In a submission to the FOFA Senate inquiry, the Boutique Financial Planners industry body – a sub-group of the FPA representing self-licensed firms of less than 20 authorised reps – called for a more sensible approach to the legal definition of the restricted term “independent”.
“While not in favour of any re-introduction of commission payments for investment and superannuation product sales, if it is to occur, it must be linked to the introduction of a workable legislative definition of independent financial advice so that consumers can properly identify whether they are dealing with an employee or agent of a financial product manufacturer or with a non-aligned professional financial planner,” said the submission, penned by BFP president Wayne Roggero.
“The BFP has always believed that the FSR regime introduced in 2004 contained a structural flaw in allowing financial product manufacturers (banks, insurers and super funds) to “dress up” the provision of information regarding their products, and the selling of their products by employees, agents, or authorised representatives licensed through AFSLs owned by them, as ‘advice’,” the submission reads.

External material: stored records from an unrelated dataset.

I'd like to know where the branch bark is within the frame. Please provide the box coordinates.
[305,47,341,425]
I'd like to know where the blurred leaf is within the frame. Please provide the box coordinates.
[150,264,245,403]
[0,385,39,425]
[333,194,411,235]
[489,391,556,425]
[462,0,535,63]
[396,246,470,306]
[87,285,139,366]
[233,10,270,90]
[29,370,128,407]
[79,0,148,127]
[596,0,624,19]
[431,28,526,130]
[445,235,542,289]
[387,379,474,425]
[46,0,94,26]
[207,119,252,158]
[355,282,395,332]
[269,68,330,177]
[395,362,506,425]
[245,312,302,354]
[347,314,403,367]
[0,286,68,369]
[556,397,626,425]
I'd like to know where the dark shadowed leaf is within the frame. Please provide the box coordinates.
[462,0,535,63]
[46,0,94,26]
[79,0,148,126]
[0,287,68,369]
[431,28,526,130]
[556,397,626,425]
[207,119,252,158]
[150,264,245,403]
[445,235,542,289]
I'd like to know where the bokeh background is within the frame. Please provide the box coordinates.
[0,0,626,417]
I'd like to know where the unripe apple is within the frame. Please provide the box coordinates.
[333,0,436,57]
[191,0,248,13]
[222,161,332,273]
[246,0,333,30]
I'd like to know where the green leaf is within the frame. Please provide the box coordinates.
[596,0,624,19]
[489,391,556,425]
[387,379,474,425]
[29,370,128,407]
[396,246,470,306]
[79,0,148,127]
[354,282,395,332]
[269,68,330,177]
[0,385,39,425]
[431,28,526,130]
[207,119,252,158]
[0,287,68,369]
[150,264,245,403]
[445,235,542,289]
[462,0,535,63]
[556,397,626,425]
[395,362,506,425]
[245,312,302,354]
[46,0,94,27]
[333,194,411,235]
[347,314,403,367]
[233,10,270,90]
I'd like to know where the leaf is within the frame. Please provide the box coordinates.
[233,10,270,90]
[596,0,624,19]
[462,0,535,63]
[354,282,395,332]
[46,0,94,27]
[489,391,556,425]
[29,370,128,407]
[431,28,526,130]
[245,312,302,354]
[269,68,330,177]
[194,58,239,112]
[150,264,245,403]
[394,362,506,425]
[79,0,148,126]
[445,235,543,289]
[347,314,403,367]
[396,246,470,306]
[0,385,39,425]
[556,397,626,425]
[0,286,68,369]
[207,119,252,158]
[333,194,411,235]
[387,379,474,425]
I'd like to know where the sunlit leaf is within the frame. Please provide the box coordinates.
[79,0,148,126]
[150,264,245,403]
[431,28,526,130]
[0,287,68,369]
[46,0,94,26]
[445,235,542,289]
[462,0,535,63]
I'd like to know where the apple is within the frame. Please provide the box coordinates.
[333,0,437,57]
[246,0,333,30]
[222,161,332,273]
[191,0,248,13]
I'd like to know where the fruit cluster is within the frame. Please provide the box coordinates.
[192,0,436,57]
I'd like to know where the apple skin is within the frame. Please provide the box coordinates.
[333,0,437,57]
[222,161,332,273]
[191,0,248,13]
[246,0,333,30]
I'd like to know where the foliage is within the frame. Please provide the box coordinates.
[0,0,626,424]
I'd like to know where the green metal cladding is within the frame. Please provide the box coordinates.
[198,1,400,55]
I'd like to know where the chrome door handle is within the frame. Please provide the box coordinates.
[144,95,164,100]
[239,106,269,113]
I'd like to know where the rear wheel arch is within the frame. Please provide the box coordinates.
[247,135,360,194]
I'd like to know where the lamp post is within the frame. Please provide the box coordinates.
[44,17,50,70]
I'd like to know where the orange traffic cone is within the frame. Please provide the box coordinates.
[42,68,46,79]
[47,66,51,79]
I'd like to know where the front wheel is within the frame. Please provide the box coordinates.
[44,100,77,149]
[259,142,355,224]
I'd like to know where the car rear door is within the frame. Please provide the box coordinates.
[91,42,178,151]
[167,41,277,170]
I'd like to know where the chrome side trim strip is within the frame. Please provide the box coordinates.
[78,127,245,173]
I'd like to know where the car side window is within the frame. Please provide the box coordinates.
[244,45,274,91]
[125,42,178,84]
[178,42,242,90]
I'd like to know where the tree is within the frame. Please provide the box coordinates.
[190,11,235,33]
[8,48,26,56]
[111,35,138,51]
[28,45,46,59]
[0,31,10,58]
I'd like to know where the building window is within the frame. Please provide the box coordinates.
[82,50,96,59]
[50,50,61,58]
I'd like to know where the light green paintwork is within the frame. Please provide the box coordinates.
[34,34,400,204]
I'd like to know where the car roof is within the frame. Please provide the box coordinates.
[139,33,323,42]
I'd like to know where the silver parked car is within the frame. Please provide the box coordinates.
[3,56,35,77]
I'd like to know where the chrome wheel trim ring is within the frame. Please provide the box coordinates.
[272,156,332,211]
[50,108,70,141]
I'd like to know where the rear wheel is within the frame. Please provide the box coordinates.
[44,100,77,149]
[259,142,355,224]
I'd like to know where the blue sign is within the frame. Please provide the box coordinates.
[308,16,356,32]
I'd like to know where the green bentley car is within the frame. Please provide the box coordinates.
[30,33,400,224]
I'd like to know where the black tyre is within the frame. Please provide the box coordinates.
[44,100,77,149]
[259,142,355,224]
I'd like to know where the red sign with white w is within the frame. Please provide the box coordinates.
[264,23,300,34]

The lobby group states it will not support the proposed exemption unless there are additional amendments to ensure that licensee ownership is “fully disclosed” on all marketing materials – as was the norm pre-FSR – and/or a “clear distinction” is made between “financial product sales people” – in which the BFP includes “representatives of AFSLs owned by product manufacturers” – and “non-aligned, independently-owned financial advisory businesses”.